- Episode no.: Season 3 Episode 7
- Directed by: Helen Shaver
- Written by: Gina Atwater
- Cinematography by: Matt Flannery
- Editing by: Anna Hauger
- Production code: 307
- Original air date: April 26, 2020
- Running time: 58 minutes

Guest appearances
- Scott Mescudi as Francis; Hiroyuki Sanada as Musashi / Sato; Jonathan Tucker as Major Craddock; Bahia Haifi Gold as Dr. Greene; Enrico Colantoni as Whitman; Paul Cooper as Jean Mi / Solomon; Johnny Wactor as Gunny Thompson; Wayne Péré as Therapist (archive footage);

Episode chronology
| ← Previous "Decoherence" | Next → "Crisis Theory" |

= Passed Pawn (Westworld) =

"Passed Pawn" is the seventh episode in the third season of the HBO science fiction dystopian thriller television series Westworld. The episode aired on April 26, 2020. It was written by Gina Atwater and directed by Helen Shaver.

==Plot summary==

Charlotte calls Musashi and announces that she has a plan of her own. Musashi is met by Clementine and Hanaryo—the two hosts that Serac brought to help Maeve—and they kill Musashi.

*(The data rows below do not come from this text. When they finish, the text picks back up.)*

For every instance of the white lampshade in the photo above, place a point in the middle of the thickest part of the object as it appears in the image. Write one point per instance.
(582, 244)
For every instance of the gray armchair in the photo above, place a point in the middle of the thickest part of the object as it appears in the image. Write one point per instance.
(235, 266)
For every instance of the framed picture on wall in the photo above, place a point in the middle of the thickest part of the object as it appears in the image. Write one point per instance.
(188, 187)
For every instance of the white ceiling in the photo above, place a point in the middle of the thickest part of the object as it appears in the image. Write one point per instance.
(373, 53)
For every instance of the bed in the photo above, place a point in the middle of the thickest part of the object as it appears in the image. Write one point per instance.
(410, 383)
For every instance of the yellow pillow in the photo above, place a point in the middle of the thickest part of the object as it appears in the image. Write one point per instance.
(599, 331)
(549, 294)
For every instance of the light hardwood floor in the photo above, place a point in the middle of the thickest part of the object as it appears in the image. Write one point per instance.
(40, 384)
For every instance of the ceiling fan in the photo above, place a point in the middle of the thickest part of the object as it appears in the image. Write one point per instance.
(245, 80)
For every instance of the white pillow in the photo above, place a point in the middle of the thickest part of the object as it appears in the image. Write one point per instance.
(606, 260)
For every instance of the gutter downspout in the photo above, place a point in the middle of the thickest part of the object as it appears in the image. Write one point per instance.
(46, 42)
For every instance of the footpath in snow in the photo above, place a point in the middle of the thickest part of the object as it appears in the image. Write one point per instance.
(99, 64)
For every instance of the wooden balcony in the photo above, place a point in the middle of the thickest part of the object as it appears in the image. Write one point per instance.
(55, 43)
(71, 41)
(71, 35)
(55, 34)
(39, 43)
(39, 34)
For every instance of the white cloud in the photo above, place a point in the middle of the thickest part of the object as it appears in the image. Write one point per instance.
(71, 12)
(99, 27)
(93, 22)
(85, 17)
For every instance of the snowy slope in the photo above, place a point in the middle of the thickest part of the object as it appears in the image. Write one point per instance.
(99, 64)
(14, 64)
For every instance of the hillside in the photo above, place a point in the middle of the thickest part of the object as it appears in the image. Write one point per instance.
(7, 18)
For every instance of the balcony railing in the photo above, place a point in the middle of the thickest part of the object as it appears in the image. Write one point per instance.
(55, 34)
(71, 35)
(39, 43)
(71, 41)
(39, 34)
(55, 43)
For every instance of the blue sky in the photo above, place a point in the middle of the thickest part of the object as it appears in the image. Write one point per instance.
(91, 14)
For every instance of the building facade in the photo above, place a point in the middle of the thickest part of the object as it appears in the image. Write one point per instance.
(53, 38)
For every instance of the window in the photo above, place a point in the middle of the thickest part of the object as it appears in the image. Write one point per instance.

Dolores and Caleb head to Serac's re-education facility in Mexico to look for Solomon, the AI that had been developed by Serac's brother Jean Mi prior to Rehoboam. En route, Caleb recounts his military mission to Crimea to deal with a rebel group using data tracking systems. His unit was one of the systems' targets. The entire unit was killed, except for Caleb and Francis. They subsequently captured a rebel leader, but when their planned evac failed to arrive, they made their own attempt to escort their captive to safety. Francis and the rebel leader were killed.

After Solomon is revived, it reveals that Caleb had been successfully reconditioned by Serac, and that those who failed reconditioning were put into cryogenic sleep. Caleb and Francis had been in the military but were discharged after the Crimea attack. They subsequently became agents to serve Serac's system and round up other outliers. The Rico app was used to arrange these abductions.

They received pills used by military personnel to improve combat performance. The rebel leader they captured was really the CEO of the pharmaceutical company that provided the pills. He was deemed a threat for asking too many questions. Whitman revealed the truth to Caleb and warned him that Rico would tell Francis to kill Caleb. Francis admits this and is about to kill Caleb, but Caleb kills him, which he was re-conditioned to forget.

Dolores implores Solomon to launch the plan Jean Mi had envisioned before being put away. Solomon agrees as Maeve arrives at the facility. Maeve gains the advantage on Dolores, and Solomon provides Caleb a data device with instructions on how to kill Serac. Dolores makes it inside the facility and activates an EMP that disables Solomon, Maeve, and herself.

Meanwhile, Bernard and Ashley discover Dolores is interested in Caleb and that he is an outlier. As they leave the Incite facility, William reveals he has a new purpose: to destroy all hosts. Bernard dissuades Ashley from killing William because he believes they will still need him. He warns Ashley that he believes Dolores will use Caleb to destroy humanity. William finds a gun and prepares to kill Bernard and Ashley.

==Production==
With this episode, Angela Sarafyan and Tao Okamoto were added to the main cast credits, reprising their roles as the hosts Clementine Pennyfeather and Hanaryo, respectively.

The title of the episode is a reference to chess. In chess, a passed pawn is a pawn that is unimpeded by any enemy pawns from reaching the opponent's edge of the board, where it can be promoted to a more powerful piece. Having a passed pawn sometimes requires strategy and sacrifice; in a similar way, Dolores' plan has appeared to involve significant sacrifice to get Caleb to engage with Solomon by the end of the episode.

==Reception==
On Rotten Tomatoes, the episode holds an approval rating of 53% and an average score of 6.46/10, based on 19 reviews. The website's critics consensus reads: "'Passed Pawn' brings together the seasons' many threads, but the results are mild at best, opening a serviceable path for the grand finale that may leave audiences wanting."

The initial broadcast was watched by 813,000 viewers.